We believe that the next step towards further optimisation of care among STEMI patients is to improve pre-hospital triage, not only by diagnosing STEMI patients in the ambulance, but also starting early pre-hospital pharmacotherapy which necessitates the implementation of a risk/benefit scoring system. This scoring system should take into consideration clinical (such as PIA), as well as rapid bedside laboratory data (cardiac biomarkers), among other things, to identify patients who would benefit most from early pre-hospital treatment.
Limitations
This study may have been limited by its observational design and the relatively small sample size, which may hinder the prognostic power. However, implementation of a stringent protocol for the study population (MISSION! protocol13) reinforces our results. No long-term clinical follow-up was performed. Therefore, a correlation between thrombus burden and clinical outcomes is lacking.
Owing to the small number of included population, and the retrospective nature of the study, we could not perform reliable testing of each single thrombus subgroup. However, Sianos et al18 validated this categorisation in a large cohort of 900 STEMI patients, and found that large thrombus (≥twice the vessel diameter) independently predicted mortality and MACE.

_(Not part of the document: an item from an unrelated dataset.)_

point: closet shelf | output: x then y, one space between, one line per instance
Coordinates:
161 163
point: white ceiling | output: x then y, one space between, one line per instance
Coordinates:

Many factors can influence the angiographic assessment of thrombus burden (such as the TIMI flow, vessel size, culprit complex lesions with ulcers or intra-plaque dissections that can confuse the analyst). More reliable methods to assess thrombus burden should be considered, such as the amount of aspirated thrombus, or thrombus assessed by optical coherence tomography.
Conclusion
PIA is associated with a decreased angiographic thrombus grade, whereas proximal culprit lesions are associated with higher thrombus grade. Higher thrombus grade was in turn associated with larger infarct size as well as slightly worse LV function. This may have clinical implications in planning strategies, particularly regarding pharmacotherapy, that aim to decrease thrombus burden prior to stent implantation, particularly in high-risk patients without PIA.
Conflict of interest statement
M. Schalij received grants from Eli Lilly, Boston Scientific, Medtronic and Biotronik. All other authors have no conflict of interest to declare.